Whilst the PSA level is raised in up to eighty percent of prostate cancers, an abnormal result does not necessarily mean a diagnosis of cancer. In fact, two-thirds of men with a raised serum PSA level do not have prostate cancer, although other abnormalities requiring treatment may be the cause of a raised PSA results. Rectal examination and PSA measurement can also assist in the early detection of benign prostatic hypertrophy (BPH). The current UK NHS policy about the use of PSA to screen men without symptoms for prostate cancer is explained under Screening/Adults 50+.

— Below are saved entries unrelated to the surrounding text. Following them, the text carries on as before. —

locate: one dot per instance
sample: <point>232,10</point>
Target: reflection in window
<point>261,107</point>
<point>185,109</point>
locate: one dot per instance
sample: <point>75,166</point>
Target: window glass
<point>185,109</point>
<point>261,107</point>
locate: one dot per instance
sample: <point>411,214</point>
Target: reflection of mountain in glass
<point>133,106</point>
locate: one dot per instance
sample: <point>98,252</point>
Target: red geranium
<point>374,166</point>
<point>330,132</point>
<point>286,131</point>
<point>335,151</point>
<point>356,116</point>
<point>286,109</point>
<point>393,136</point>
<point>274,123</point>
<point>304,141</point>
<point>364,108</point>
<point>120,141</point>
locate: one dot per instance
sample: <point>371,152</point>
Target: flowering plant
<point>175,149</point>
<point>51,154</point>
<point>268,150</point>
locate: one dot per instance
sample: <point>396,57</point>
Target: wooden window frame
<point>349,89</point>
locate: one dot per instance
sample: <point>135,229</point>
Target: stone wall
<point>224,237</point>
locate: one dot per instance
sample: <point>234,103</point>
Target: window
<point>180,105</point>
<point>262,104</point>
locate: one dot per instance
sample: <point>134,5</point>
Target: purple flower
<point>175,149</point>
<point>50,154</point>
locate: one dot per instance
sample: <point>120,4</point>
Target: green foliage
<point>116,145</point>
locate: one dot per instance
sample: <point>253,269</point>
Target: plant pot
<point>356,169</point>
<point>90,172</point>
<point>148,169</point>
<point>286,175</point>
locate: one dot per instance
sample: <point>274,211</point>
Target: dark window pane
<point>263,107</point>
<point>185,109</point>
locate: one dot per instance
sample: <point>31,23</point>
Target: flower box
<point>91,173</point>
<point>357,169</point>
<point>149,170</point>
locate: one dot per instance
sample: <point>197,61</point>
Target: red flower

Should you have symptoms of prostate disease, be sure to let your GP know. If your PSA and/or rectal examination have normal results, your doctor can recommend when re-testing is appropriate. If your results are abnormal, your doctor may recommend further tests, such as a transrectal ultrasound-guided biopsy. This procedure allows a doctor to take a sample from the prostate for further study. It may be necessary to stop taking certain medicines up to ten days before the test. Ultrasound examination helps the doctor to assess the size of the prostate gland. A few weeks after the time of the biopsy you may also be asked to have an examination of your urinary flow rate and assessment of how much urine is retained in the bladder after urination. If your PSA level is only mildly elevated then your doctor may recommend re-testing after a certain period of time e.g. six months to a year.
Once a diagnosis of prostate cancer is made, doctors may use a variety of tests to monitor the cancer, determine treatment options, and evaluate the effectiveness of a chosen course of treatment. In addition to using rectal examination and PSA for this purpose, tests using X-ray, ultrasound, magnetic resonance imaging (MRI) and tissue sampling may be used.